Abstract

ABSTRACT Aim: The objective of this study was to evaluate anatomical differences and patterns of bone loss in patients with acute apical abscess (AAA) clinically presenting as a localized swelling or with concomitant fascial space involvement (FSI) using cone-beam computed tomographic (CBCT) imaging. Materials and Methods: Thirty CBCT images of AAA cases presenting with fascial space involvement (FSI) and 31 cases of localized acute apical abscess (LAAA) were evaluated. Factors that were recorded included the presence/absence of cortical disruption, the distance of the involved tooth apex to the buccal and lingual/palatal cortex, the length of the anatomic root/s of the involved tooth, and the volume of the endodontic lesions. Results: The median for the volume of the lesions was 138 mm3 for the FSI group and 154 mm3 for the LAAA group (P > 0.05).
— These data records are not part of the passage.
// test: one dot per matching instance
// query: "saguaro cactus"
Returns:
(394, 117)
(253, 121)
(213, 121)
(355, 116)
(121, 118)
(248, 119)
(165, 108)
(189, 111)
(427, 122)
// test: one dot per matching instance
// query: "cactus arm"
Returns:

Radiographic evidence of cortical disruption was seen in 26.7% of the cases with FSI and 41.9% of the cases with LAAA (P > 0.05). The mean for the distance of the apex to the buccal cortex was the only statistically significant difference between the two groups and was 4.2 mm for the FSI group and 3 mm for the LAAA group (P < 0.05). Conclusions: CBCT assessment showed root apices associated with fascial space involvement tended to be more confined in cancellous bone. Although a significant difference between the two conditions was found, the inflammatory process is complex, and CBCT assessment alone cannot predict AAA remaining as a localized swelling versus spreading to fascial spaces.